Documentários de curta-metragem indicados ao Oscar 2022

Não é incomum serem produzidos documentários sobre pessoas famosas ou eventos de grande popularidade. Inclusive, não há nada de errado com isso. Mas, uma das mais belas tradições desse gênero do cinema é dar voz para aqueles que estão esquecidos pela sociedade. Nesse ano, em sua maioria, os documentários de curta-metragem indicados ao Oscar cumprem essa missão, cada um ao seu modo. A seguir, conheça essas obras em breves análises sem spoilers:

AUDIBLE

Jogador de futebol americano da Escola para Surdos de Maryland, Amaree McKenstry-Hall está no seu último ano como aluno e atleta da instituição. Aos 17 anos, ele busca ajudar sua equipe a fazer uma grande temporada, quer consolidar seu relacionamento com Lera e seguir reforçando o vínculo com o pai, após crescer sem a presença dele.

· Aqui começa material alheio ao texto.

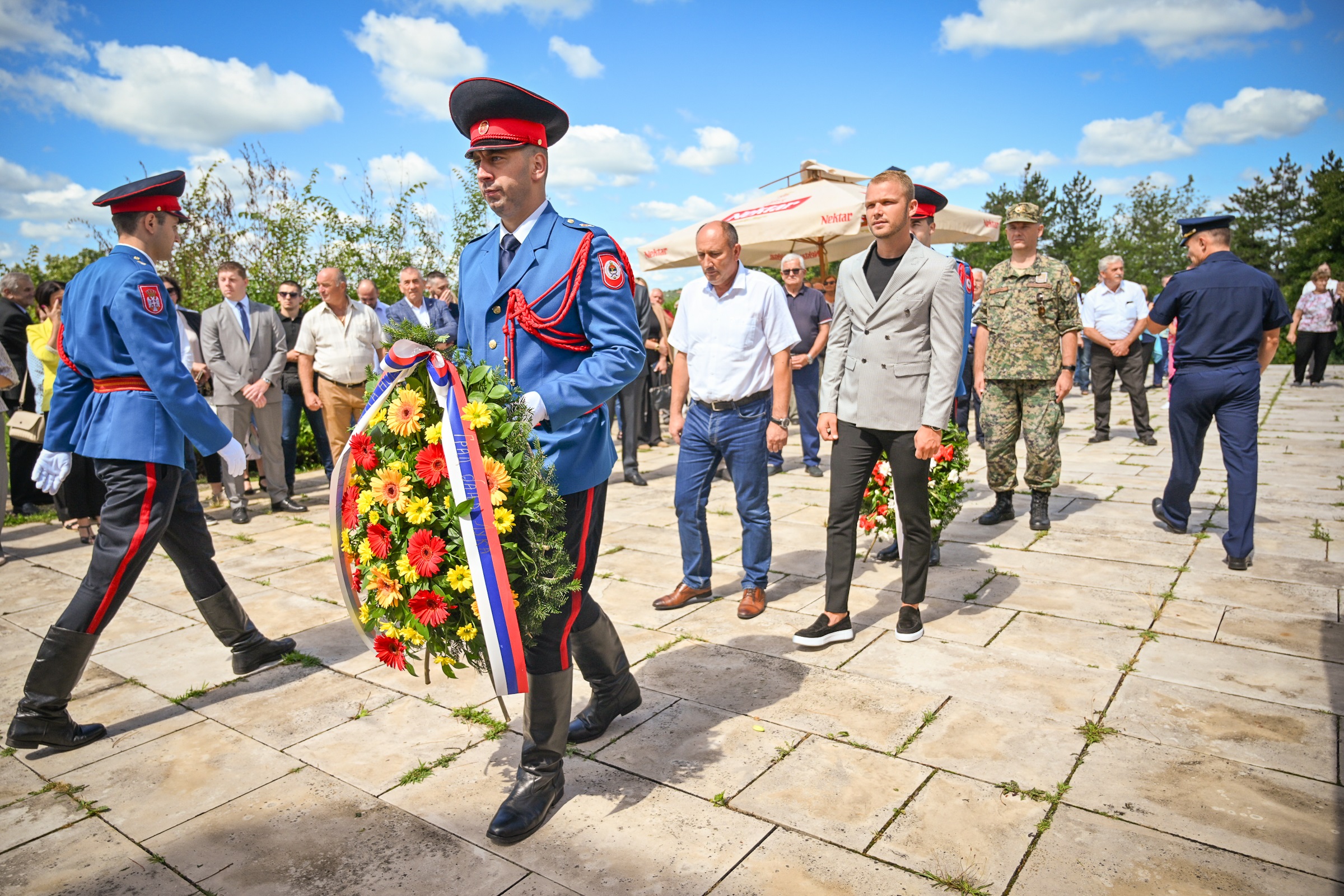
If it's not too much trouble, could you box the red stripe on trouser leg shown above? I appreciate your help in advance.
[561,489,594,670]
[88,464,158,634]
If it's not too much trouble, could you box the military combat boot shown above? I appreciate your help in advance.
[1031,491,1049,532]
[976,492,1018,525]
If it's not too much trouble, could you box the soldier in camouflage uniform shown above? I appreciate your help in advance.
[974,203,1082,531]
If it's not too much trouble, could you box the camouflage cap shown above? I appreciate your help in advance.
[1004,203,1043,225]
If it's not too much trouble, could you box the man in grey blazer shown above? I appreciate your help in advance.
[200,262,308,522]
[793,171,965,646]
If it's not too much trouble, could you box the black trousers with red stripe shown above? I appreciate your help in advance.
[57,455,227,634]
[523,482,606,676]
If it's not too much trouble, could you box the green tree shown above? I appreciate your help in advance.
[1224,153,1306,286]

Dirigido por Matthew Ogens, o curta nos apresenta um jovem prestes a encarar um futuro no qual, ao sair da escola, suas interações com pessoas ouvintes irão aumentar significativamente. Porém, antes de projetar seu amanhã, Amaree recorda sua jornada desde quando, aos dois anos, ele perdeu a audição por conta de uma meningite, o que lhe fez crescer numa família na qual muitas vezes se sentiu deslocado, por não puder ouvir as conversas.

Durante seus 38 minutos, o filme mostra o quão importante é para o rapaz a possibilidade de ter ao seu redor pessoas que, além de lhe respeitarem, o veem como um individuo capaz de alcançar seus objetivos. E isso é feito não apenas com as imagens da convivência dele na instituição, mas também por meio de declarações que explicitam o quanto pode ser dura a vida de uma pessoa surda em um ambiente onde ela não é valorizada.

ONDE EU MORO

A maioria das pessoas enxerga Los Angeles, São Francisco e Seattle como lugares incríveis para se viver. Entretanto, essas cidades não são assim para todos. Nos últimos cinco anos, essas metrópoles declararam emergência por viverem uma crise habitacional que culminou em milhares de pessoas sem um teto para dormir.

Para quem está acostumado a ver esses locais nas telas dos cinemas e nos programas de TV, não deixa de ser assustador enxergar uma grande quantidade de barracas ao lado de regiões tomadas por prédios luxuosos. Explicitar esse contraste é uma das principais virtudes desse curta dirigido por Jon Shenk e pelo brasileiro Pedro Kos.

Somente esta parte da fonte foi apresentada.